The last straw was when she handed me a long, extravagant list for an upcoming party she was hosting. Premium wines, caviar, artisanal bread, the works. She handed me cash for “some” of it but made it clear she’d “owe me for the rest.” Knowing her pattern, I decided this was the perfect opportunity to teach her a lesson she wouldn’t forget.
—
I went shopping, but instead of picking up the luxurious items Taryn had requested, I bought budget alternatives that looked strikingly similar. For the premium wines, I grabbed cheap bottles with fancy labels. Instead of gourmet cheese, I bought pre-sliced sandwich cheese and carefully rewrapped it in wax paper. The “exotic fruits” were swapped for bruised, discounted produce, and the caviar was nothing more than a small jar of budget fish roe.

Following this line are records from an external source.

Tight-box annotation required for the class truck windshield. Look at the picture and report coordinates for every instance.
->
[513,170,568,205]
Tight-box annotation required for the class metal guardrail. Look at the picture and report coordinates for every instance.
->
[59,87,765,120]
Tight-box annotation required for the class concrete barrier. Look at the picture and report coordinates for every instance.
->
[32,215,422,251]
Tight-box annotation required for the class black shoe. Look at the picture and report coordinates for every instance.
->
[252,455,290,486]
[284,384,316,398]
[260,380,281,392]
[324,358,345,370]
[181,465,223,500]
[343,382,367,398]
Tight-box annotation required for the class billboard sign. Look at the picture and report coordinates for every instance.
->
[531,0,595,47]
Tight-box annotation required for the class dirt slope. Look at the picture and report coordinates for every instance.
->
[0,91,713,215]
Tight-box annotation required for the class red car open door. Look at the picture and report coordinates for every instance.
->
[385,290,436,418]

I spent hours re-packaging everything to make it look as upscale as possible. The wines were decanted into glass bottles, the cheeses were arranged artfully on a platter, and the fruits were polished to look shiny and fresh. Everything looked picture-perfect.
—
The night of Taryn’s party, I laid out the food as she requested, and she couldn’t stop gushing. “Oh my God, this looks amazing!” she exclaimed. Her guests arrived, impressed by the “spread,” and Taryn basked in the compliments, bragging about her refined tastes.
But as the night wore on, the truth started to unravel. One guest took a sip of the wine and wrinkled his nose. “This tastes… off,” he muttered. Another commented that the cheese seemed suspiciously waxy, while someone else found seeds in the “exotic fruits.” The final blow came when a guest enthusiastically tried the “caviar,” only to loudly declare, “This isn’t caviar. It’s cheap fish eggs!”
Taryn’s face turned red as she realized her “luxurious” spread was a total sham. She pulled me aside, her voice hissing with anger. “What the hell, Alex? What did you buy?”
I smiled sweetly. “Exactly what you asked for—well, close enough. I just didn’t think you’d notice since you never bother to pay me back.”
Her jaw dropped, but she couldn’t argue. She’d been caught.
—
After the party, Taryn sheepishly handed me the full amount she owed for past grocery runs. “I guess I deserved that,” she admitted, looking genuinely embarrassed. From then on, she started doing her own shopping and never asked me for another favor.
The lesson? If you can’t pay for the gourmet life, don’t expect someone else to foot the bill. And as for me, I learned that standing up for yourself can sometimes be as satisfying as the finest truffle cheese.